De l'ensemble de ces éléments il résulte que M. [V] était en capacité de s'acquitter des sommes dues en sa qualité de caution lorsqu'elles lui ont été réclamées par la banque, par voie d'assignation du 9 novembre 2017. La société BNP Paribas est donc fondée à se prévaloir des cautionnements donnés à son profit par M. [V] les 17 juillet 2013 et 24 mai 2016.
La société BNP Paribas démontrant à suffisance le quantum de sa créance au titre de chacun des trois cautionnements de M. [V], ce dernier sera condamné conformément aux demandes qu'elle forme à son encontre.

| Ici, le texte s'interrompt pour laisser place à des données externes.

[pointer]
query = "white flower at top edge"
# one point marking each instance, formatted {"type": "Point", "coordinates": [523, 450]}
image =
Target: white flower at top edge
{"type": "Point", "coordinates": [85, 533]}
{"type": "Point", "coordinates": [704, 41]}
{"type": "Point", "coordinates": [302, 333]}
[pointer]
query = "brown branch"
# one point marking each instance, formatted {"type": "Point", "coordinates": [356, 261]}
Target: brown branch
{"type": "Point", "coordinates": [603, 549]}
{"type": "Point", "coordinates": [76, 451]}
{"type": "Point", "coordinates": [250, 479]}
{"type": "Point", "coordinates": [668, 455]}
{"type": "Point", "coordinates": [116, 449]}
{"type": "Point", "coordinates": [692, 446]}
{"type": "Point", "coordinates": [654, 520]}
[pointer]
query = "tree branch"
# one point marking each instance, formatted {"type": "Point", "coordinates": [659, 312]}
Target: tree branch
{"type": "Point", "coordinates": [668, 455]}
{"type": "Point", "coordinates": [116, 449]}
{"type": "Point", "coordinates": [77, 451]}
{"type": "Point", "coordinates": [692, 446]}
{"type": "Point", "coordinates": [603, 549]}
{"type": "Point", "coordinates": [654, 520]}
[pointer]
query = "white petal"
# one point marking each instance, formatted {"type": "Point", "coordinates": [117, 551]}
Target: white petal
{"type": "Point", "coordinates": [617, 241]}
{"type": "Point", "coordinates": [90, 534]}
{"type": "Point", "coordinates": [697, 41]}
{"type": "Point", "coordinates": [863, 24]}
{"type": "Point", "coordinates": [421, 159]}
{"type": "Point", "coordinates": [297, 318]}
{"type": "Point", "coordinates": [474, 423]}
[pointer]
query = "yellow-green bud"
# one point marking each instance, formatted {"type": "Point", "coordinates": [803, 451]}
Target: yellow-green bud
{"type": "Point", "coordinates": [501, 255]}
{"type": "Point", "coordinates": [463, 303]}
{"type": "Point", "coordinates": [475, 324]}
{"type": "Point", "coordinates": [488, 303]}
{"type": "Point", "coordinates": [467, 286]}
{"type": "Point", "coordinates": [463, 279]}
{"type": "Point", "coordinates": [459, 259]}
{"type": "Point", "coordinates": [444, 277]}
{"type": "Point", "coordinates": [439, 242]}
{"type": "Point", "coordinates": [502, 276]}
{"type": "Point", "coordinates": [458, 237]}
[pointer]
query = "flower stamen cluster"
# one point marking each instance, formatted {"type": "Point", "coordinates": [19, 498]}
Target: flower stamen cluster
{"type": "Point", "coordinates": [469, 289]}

Sur les dépens et les frais irrépétibles
M. [V], partie qui succombe, supportera la charge des entiers dépens, et, pour satisfaire à l'équité, versera à la société BNP Paribas la somme de 3 000 euros qu'elle réclame au titre des frais irrépétibles de première instance et d'appel.
PAR CES MOTIFS
La cour, statuant dans les limites de l'appel,
INFIRME le jugement déféré en toutes ses dispositions, et statuant à nouveau :
CONDAMNE M. [S] [V] à payer à la société BNP Paribas :
- au titre de l'engagement de caution du 25 avril 2013, la somme de 19 339,33 euros, qui produira intérêts au taux de 2,75 % à compter du 25 juillet 2017 jusqu'à parfait paiement, dans la limite de la somme maximale de 207 000 euros,
- au titre de l'engagement de caution du 17 juillet 2013, la somme de 12 740,74 euros, qui produira intérêts au taux de 2,50 % à compter du 25 juillet 2017 jusqu'à parfait paiement, dans la limite de la somme maximale de 34 500 euros,
- au titre de l'engagement de caution du 24 mai 2016, la somme de 12 633,97 euros, qui produira intérêts au taux légal à compter du 25 juillet 2017 jusqu'à parfait paiement, dans la limite de la somme maximale de 48 000 euros ;
et dit que les intérêts seront capitalisés dans les conditions de l'article 1343-2 du code civil;
CONDAMNE M. [S] [V] aux entiers dépens de l'instance ;
CONDAMNE M. [S] [V] à payer à la société BNP Paribas la somme de 3 000 euros en application des dispositions de l'article 700 du code de procédure civile à raison des frais irrépétibles.